I had finally found a way out of this misery and it was wrapped around me, asking me to take away her pain. I grabbed her hips and lifted her up, her legs wrapped around my waist and her tits against my hard chest, awakening the beast inside of me.
I fucked her mouth, creating a rhythm she easily adapted to as I started for the stairs. Her hands were everywhere, exploring my body over my clothes, before she threaded her fingers through my hair and pulled.
Driven by the need to take her pain, to claim her as mine and secure my hell, I made my way up the stairs, slamming her back against the wall once we reached the landing. I squeezed the back of her neck and kissed her so deep, so fucking hard that she forgot whose air she was fucking breathing.

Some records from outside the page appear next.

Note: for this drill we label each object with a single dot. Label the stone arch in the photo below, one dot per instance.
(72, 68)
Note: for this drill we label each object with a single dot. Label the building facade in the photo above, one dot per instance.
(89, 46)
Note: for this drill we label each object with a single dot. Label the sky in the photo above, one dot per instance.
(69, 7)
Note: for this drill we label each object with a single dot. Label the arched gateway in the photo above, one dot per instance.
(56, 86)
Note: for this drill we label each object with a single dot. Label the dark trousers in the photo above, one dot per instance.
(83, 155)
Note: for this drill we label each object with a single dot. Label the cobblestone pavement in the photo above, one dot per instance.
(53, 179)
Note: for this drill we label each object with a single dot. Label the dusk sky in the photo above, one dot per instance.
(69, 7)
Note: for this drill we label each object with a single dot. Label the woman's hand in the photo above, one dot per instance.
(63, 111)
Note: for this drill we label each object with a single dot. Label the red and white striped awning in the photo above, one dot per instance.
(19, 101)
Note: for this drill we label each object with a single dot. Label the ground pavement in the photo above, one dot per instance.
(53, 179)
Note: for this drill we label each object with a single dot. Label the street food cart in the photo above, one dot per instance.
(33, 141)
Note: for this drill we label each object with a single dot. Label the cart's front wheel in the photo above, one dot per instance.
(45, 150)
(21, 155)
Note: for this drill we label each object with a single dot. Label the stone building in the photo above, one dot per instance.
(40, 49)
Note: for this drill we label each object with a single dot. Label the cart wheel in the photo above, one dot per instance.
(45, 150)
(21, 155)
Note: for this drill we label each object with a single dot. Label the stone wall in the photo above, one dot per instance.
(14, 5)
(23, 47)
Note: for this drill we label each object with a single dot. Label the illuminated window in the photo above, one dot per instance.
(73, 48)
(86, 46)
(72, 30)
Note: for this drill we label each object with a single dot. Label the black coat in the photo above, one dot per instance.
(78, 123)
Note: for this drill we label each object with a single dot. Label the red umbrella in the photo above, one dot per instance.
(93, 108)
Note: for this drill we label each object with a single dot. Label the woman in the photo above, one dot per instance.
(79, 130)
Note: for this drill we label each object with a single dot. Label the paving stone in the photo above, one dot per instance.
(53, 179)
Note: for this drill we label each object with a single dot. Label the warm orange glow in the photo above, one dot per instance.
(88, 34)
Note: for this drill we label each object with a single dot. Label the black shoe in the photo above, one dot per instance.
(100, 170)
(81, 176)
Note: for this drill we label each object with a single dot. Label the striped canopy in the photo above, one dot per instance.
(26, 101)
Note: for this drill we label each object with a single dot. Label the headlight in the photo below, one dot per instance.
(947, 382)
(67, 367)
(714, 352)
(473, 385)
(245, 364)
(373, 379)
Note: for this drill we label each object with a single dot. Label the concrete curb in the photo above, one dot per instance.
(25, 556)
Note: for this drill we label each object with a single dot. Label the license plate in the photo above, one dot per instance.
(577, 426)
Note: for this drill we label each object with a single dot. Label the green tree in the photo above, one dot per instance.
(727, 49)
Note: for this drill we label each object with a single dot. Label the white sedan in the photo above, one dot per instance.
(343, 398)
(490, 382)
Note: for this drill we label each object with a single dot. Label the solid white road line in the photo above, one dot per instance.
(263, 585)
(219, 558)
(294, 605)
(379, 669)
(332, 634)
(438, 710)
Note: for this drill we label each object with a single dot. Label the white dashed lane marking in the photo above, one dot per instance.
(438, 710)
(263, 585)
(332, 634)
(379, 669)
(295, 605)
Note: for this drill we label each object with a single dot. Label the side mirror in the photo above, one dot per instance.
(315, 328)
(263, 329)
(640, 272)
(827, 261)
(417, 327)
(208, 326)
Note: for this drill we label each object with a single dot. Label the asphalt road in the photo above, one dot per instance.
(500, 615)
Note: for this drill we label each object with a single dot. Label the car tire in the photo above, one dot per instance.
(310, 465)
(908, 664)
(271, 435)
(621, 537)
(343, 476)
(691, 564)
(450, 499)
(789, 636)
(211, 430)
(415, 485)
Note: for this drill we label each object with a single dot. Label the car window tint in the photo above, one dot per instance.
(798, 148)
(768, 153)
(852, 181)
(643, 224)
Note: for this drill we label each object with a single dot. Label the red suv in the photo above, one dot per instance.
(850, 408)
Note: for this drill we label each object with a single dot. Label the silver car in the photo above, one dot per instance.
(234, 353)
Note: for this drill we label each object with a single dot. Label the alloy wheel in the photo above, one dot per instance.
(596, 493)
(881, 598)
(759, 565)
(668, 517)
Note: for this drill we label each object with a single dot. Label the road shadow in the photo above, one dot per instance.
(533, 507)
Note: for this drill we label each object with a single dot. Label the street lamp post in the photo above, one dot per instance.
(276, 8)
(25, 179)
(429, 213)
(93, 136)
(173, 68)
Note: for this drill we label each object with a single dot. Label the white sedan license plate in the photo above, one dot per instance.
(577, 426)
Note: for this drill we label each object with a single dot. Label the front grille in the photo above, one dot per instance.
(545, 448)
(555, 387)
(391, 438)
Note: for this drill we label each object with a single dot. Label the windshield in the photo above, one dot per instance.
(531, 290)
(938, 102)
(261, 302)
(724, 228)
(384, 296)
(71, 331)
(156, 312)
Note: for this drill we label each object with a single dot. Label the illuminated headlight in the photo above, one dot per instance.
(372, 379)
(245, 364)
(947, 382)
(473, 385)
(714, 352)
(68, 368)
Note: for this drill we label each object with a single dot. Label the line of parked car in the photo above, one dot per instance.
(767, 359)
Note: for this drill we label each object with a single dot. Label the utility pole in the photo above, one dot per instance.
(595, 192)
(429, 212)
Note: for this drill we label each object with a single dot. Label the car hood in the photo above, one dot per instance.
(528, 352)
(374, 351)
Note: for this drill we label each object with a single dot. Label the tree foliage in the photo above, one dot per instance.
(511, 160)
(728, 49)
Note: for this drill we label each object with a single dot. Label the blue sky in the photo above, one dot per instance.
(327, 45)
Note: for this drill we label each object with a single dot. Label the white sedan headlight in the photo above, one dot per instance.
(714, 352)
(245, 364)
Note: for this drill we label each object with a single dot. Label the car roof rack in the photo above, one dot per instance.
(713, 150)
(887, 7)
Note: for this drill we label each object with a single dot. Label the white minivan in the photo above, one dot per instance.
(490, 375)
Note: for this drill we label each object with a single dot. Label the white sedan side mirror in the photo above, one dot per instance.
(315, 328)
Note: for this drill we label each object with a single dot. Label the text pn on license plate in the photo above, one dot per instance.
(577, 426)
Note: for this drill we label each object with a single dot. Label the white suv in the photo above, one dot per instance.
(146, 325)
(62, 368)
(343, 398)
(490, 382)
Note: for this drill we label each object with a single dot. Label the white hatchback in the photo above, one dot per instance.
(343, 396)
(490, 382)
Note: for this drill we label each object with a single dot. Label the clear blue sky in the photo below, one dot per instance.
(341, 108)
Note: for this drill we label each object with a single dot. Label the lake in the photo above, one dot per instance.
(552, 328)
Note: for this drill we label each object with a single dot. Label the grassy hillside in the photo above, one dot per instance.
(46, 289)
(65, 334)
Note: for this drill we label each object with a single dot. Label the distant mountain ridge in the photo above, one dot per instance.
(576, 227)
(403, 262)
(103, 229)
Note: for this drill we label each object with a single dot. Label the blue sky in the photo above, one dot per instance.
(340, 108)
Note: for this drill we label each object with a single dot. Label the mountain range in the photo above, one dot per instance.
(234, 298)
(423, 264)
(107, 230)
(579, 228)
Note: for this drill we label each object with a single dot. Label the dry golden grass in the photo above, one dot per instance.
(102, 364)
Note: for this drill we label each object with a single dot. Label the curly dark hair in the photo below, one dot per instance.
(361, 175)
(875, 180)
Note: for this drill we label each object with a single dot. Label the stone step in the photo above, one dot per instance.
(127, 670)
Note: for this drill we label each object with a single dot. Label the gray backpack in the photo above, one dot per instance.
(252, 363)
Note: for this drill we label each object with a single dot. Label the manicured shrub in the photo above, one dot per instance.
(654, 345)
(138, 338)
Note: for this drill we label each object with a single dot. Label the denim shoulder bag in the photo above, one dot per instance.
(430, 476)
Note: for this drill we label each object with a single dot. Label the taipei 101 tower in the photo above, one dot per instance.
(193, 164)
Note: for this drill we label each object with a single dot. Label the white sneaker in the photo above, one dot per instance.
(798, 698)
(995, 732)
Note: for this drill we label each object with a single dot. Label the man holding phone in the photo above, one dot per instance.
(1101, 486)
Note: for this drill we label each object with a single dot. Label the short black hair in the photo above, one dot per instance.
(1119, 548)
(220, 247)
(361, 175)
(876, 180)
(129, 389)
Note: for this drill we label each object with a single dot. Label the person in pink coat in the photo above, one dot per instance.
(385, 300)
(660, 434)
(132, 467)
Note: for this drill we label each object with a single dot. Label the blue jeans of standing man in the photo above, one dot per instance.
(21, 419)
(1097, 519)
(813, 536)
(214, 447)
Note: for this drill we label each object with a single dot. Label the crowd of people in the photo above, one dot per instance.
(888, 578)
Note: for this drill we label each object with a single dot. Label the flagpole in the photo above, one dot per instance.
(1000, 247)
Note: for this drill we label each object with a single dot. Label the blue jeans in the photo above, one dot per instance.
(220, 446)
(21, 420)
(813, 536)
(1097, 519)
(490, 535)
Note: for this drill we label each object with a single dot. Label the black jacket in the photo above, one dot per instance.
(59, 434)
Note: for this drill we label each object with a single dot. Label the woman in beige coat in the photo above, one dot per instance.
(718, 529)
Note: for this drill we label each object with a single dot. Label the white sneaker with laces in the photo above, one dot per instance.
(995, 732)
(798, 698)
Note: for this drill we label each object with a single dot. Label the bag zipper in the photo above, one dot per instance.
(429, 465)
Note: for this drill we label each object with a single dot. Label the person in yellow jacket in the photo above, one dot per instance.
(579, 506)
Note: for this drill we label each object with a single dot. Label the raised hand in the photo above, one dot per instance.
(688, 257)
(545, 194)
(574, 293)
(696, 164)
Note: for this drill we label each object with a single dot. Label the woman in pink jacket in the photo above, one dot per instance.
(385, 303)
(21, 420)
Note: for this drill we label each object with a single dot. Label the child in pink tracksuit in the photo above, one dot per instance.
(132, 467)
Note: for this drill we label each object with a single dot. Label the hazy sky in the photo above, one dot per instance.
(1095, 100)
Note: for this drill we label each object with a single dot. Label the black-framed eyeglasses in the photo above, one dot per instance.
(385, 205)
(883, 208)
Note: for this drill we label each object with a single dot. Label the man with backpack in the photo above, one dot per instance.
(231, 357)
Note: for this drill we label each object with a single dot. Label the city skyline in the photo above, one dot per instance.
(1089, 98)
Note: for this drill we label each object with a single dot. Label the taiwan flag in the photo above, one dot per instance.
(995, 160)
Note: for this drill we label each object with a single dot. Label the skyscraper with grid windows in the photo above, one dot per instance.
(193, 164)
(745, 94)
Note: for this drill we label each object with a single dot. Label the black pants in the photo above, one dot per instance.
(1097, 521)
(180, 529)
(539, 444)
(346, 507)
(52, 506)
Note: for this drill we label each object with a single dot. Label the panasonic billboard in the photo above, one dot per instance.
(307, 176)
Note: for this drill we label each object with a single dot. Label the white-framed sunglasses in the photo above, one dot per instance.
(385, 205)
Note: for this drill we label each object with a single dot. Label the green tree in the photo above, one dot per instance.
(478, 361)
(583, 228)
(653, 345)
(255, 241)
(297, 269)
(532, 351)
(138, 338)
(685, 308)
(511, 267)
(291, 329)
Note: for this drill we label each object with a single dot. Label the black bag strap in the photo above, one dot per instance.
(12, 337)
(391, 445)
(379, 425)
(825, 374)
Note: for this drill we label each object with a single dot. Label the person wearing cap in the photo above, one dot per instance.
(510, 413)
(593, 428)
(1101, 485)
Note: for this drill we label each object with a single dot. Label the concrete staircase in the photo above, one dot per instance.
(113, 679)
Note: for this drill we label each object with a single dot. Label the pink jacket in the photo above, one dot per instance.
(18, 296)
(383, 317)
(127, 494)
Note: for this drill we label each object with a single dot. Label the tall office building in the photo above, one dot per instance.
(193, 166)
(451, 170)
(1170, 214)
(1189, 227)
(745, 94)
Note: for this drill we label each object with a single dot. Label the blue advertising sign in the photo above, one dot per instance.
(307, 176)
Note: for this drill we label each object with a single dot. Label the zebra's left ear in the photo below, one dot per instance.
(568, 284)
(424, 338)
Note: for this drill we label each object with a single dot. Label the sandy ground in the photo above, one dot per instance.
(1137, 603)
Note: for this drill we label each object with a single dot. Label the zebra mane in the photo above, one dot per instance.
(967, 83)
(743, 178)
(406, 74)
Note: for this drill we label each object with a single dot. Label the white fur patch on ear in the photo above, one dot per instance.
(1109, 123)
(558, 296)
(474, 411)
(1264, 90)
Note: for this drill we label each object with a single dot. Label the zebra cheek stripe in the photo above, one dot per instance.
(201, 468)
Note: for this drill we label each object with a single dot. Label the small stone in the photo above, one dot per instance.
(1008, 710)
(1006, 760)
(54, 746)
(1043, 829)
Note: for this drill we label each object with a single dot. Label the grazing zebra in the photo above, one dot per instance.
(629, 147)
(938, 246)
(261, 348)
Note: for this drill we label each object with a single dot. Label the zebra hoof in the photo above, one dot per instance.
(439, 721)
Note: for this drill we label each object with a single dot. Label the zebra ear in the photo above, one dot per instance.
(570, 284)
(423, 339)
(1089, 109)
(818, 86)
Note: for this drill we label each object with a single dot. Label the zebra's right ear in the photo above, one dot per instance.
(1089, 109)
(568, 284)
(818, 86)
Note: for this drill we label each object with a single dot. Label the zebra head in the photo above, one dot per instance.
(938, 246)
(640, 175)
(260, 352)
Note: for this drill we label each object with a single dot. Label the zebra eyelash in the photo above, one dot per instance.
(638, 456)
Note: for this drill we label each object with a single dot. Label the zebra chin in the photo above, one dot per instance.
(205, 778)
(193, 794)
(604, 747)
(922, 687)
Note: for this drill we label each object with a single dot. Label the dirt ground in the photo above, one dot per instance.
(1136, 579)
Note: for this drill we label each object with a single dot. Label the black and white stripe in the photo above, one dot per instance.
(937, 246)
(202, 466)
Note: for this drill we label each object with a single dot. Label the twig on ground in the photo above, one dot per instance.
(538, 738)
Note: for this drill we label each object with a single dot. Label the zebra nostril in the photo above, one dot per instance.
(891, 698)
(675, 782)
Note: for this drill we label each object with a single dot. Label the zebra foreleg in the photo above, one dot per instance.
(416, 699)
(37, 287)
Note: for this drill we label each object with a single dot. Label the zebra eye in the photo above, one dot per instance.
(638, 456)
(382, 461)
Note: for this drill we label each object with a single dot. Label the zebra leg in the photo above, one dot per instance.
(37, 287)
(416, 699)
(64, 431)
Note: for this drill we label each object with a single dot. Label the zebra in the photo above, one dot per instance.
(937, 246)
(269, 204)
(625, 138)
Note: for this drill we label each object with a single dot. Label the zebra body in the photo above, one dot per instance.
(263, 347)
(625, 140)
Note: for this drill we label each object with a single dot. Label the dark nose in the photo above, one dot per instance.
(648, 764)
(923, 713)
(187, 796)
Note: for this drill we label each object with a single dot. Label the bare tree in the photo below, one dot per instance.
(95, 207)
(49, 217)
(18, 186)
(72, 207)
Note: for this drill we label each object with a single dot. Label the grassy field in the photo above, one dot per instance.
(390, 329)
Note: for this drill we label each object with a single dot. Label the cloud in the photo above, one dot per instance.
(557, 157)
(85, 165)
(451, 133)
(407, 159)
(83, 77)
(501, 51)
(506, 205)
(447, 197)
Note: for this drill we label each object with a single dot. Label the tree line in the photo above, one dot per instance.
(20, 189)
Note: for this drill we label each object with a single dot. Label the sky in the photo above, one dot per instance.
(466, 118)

My hands slid down her throat, over her tits, cupping them in my hands before snaking around and grabbing her ass and bringing her body flush against mine again. I stumbled back, find my balance and carried her down the hallway to my room. I kicked the door open with my boot and stepped inside, balancing her with one arm I swiped my free hand across the desk and set her down on top of it.
I pushed my hair back from my face and stared at her, my dick straining against the denim as my eyes dipped to her chest and watched as it rose and fell with each exasperated breath. She reached out, taking my shirt in her hands and pushed it over my chest. I reached with one arm, behind me and pulled the shirt over my head, letting my messy hair fall back into my face. Her fingers ran down my chest, over each tattoo that marked my skin, stopping to flick the barbell pierced through one of my nipples.